Il vero freno all'adozione non è giuridico. Il percorso per usare Accent come tintoria nei tagli tedeschi esiste. Il freno è commerciale e si autoalimenta: nessuna identità presso il consumatore, nessuna presenza in etichetta, nessun motivo perché un viticoltore rinunci a filari che potrebbero portare qualcosa con un nome che le persone riconoscono. Quarant'anni dall'incrocio e la varietà aspetta ancora che qualcuno decida che merita di stare sul fronte della bottiglia.
Presenza sul mercato
I seguenti dati sono generati dal nostro bot PIWI, che identifica vivai, aziende vitivinicole e i loro vini prodotti da questo vitigno.
Quali tenute e vini si distinguono?
Non ce n'è uno. Nessuna tenuta di prestigio internazionale si è impegnata su Accent. Nessun premio importante per un imbottigliamento varietale in alcun anno documentato. Nessuna carta dei vini di livello Michelin che lo riporti, a giudicare dagli elenchi accessibili al pubblico. I produttori boutique svizzeri ci lavorano in modo sperimentale, ma nulla ha raggiunto un profilo che porterebbe la varietà a un'attenzione più ampia. Vive dentro le bottiglie altrui, facendo correzione di colore, anonimamente. Quindici anni dopo la registrazione, è questa la verità. Se qualcuno sta facendo il vino che finirà in un servizio di Decanter nel 2030, non ha ancora cominciato.
Quali sono le prospettive future?
Due scenari. Quello ottimista: man mano che la mappa del vino tedesco si sposta sotto la pressione climatica, le tintorie a maturazione tardiva trovano il loro momento. Siti del Pfalz e di Rheinhessen che un tempo faticavano col Cabernet ora spingono Accent oltre la linea, e i viticoltori stanchi di tagli biologici pallidi e carichi di rame allungano la mano verso qualcosa che è sullo scaffale dal 2010, con loci di resistenza confermati e un programma di trattamenti che non richiede una seconda ipoteca.

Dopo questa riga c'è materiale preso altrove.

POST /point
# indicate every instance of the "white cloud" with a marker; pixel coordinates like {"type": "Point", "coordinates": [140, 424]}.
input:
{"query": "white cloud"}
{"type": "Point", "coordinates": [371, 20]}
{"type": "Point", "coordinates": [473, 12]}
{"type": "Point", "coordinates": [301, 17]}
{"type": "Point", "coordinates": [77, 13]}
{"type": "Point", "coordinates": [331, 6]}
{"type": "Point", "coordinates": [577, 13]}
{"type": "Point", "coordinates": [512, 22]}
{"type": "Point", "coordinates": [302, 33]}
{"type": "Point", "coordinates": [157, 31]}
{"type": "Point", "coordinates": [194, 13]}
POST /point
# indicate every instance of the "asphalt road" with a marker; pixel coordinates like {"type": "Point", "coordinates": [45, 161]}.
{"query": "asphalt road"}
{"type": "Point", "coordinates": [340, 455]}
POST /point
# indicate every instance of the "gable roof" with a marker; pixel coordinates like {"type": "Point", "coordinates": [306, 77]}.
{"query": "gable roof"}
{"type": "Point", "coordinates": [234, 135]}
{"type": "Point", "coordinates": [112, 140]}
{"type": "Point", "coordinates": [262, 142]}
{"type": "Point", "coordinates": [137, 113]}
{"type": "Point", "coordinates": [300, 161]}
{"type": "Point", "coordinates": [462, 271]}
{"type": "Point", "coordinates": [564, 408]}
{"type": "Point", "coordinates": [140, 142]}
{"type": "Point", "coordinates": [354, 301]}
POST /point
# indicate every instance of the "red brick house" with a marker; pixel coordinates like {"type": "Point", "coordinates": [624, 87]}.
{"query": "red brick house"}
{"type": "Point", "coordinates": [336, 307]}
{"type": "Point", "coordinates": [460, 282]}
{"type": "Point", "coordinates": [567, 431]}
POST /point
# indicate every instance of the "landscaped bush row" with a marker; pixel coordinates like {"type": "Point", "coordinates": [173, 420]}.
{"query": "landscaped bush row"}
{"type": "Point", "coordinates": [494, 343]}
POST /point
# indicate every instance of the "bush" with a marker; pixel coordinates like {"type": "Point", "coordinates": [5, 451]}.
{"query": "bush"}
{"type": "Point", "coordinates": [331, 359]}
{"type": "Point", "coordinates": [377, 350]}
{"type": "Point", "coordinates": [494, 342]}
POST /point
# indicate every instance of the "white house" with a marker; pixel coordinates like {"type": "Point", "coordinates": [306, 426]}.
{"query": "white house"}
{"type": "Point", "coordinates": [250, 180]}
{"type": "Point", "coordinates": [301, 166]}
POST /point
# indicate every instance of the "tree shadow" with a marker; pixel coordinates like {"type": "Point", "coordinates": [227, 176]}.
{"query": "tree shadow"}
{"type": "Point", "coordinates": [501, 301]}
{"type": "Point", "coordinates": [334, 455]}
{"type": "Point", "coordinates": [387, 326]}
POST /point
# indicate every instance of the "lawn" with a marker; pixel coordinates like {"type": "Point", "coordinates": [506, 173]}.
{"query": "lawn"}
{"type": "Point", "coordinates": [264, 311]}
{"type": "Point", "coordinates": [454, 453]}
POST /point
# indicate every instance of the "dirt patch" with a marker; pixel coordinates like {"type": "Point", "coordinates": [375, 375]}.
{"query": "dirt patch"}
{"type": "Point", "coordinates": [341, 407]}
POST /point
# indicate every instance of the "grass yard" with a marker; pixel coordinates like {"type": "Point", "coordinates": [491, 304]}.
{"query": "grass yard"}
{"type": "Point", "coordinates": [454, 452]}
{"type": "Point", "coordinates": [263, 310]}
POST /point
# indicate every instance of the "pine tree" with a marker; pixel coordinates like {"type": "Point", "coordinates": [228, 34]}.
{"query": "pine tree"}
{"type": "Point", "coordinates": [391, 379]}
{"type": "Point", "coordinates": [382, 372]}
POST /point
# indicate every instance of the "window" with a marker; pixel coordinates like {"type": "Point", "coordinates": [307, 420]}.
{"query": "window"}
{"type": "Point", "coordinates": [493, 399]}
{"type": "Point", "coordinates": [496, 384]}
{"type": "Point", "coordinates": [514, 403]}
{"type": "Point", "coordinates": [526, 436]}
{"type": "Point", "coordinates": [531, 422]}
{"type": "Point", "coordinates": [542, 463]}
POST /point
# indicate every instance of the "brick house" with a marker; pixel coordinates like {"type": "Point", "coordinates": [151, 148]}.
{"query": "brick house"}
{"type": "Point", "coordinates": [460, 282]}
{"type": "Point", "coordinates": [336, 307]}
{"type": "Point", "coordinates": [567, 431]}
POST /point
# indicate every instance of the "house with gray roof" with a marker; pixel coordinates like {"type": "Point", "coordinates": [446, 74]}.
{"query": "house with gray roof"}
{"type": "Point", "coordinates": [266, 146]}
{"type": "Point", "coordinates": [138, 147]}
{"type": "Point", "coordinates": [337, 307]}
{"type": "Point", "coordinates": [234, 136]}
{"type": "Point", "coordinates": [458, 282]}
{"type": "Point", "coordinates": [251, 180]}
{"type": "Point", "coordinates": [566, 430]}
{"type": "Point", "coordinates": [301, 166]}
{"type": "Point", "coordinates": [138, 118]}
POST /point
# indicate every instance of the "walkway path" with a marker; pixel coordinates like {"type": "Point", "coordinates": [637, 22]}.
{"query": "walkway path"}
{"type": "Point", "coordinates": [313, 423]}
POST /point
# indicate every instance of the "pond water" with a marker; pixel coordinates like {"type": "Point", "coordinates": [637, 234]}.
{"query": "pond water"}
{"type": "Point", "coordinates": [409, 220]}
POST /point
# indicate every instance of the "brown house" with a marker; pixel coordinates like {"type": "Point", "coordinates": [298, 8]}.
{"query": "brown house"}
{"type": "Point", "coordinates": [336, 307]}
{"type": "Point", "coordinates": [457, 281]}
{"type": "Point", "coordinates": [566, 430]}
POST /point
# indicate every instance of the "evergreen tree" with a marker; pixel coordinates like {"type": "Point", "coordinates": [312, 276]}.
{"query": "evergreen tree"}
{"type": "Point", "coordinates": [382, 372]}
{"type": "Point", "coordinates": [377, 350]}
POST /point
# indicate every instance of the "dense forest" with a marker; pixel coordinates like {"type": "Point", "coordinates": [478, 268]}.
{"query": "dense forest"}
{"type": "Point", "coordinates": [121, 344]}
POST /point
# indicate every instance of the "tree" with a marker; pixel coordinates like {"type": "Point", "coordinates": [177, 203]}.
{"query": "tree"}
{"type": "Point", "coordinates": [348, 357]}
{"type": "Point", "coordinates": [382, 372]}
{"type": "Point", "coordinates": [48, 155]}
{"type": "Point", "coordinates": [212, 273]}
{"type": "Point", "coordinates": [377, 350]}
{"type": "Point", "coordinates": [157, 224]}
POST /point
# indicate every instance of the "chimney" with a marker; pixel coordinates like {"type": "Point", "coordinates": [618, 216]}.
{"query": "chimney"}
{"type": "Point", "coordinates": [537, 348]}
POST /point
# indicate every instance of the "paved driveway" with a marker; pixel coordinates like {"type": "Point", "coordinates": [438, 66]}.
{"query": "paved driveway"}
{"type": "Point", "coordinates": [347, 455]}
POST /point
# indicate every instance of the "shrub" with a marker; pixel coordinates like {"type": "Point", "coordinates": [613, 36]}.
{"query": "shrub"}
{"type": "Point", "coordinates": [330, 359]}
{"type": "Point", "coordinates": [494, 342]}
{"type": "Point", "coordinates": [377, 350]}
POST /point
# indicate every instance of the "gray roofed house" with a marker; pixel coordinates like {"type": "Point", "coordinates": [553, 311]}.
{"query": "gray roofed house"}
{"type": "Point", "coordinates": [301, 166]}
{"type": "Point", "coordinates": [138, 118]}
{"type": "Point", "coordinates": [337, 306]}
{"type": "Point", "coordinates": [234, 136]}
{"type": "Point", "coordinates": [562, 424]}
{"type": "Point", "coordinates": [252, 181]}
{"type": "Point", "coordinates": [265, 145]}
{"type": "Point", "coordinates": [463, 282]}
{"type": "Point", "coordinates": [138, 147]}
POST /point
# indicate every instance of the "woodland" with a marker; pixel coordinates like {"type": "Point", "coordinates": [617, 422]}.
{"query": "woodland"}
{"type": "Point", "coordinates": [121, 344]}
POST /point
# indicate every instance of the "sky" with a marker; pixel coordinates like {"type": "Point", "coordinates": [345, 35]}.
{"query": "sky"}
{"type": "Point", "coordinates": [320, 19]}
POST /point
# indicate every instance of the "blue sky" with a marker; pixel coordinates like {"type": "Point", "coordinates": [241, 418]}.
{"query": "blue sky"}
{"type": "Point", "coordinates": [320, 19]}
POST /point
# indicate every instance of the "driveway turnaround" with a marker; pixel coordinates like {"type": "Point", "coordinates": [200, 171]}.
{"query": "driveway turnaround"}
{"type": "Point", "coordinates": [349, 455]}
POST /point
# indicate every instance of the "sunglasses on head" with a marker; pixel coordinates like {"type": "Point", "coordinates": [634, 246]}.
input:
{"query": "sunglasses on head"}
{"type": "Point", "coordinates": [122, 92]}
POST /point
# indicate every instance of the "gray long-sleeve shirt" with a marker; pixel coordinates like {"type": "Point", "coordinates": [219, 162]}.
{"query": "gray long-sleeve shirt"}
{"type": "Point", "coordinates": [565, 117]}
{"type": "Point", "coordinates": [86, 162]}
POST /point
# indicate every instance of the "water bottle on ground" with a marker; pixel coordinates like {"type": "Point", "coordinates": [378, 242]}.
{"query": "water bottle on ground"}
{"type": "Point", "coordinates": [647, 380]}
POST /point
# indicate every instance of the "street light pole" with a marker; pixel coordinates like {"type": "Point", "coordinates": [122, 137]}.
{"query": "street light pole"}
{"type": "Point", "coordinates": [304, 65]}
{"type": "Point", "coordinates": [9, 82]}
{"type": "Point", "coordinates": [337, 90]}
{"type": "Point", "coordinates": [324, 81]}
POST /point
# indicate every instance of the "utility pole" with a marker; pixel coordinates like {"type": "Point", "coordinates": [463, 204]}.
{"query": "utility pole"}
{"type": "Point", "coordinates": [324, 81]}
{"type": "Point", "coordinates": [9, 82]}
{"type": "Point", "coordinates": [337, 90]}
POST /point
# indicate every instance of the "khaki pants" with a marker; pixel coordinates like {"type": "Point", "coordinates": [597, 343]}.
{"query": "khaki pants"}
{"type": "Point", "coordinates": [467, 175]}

Lo scenario pessimista è più rumoroso e probabilmente più realistico. I rossi PIWI più recenti – Cabernet Cortis, Cabernet Carbon, Pinotin e Cabertin – consegnano colore scuro e tannino denso assieme a un'aromaticità varietale più pulita e a profili di resistenza meglio documentati. Alcuni portano loci Rpv accanto ai geni Ren. Accent, ottenuta per incrocio classico nel 1982, non ha quella profondità di caratterizzazione pubblicata, e i viticoltori che tengono alla documentazione sono sempre più quelli che contano.
Nessun vino di punta. Identità varietale trascurabile. Una superficie impiantata troppo piccola per comparire nelle statistiche regionali. Quasi trent'anni dall'incrocio alla registrazione commerciale, e la varietà ancora non è esplosa. Difficile vedere cosa cambia nei prossimi dieci.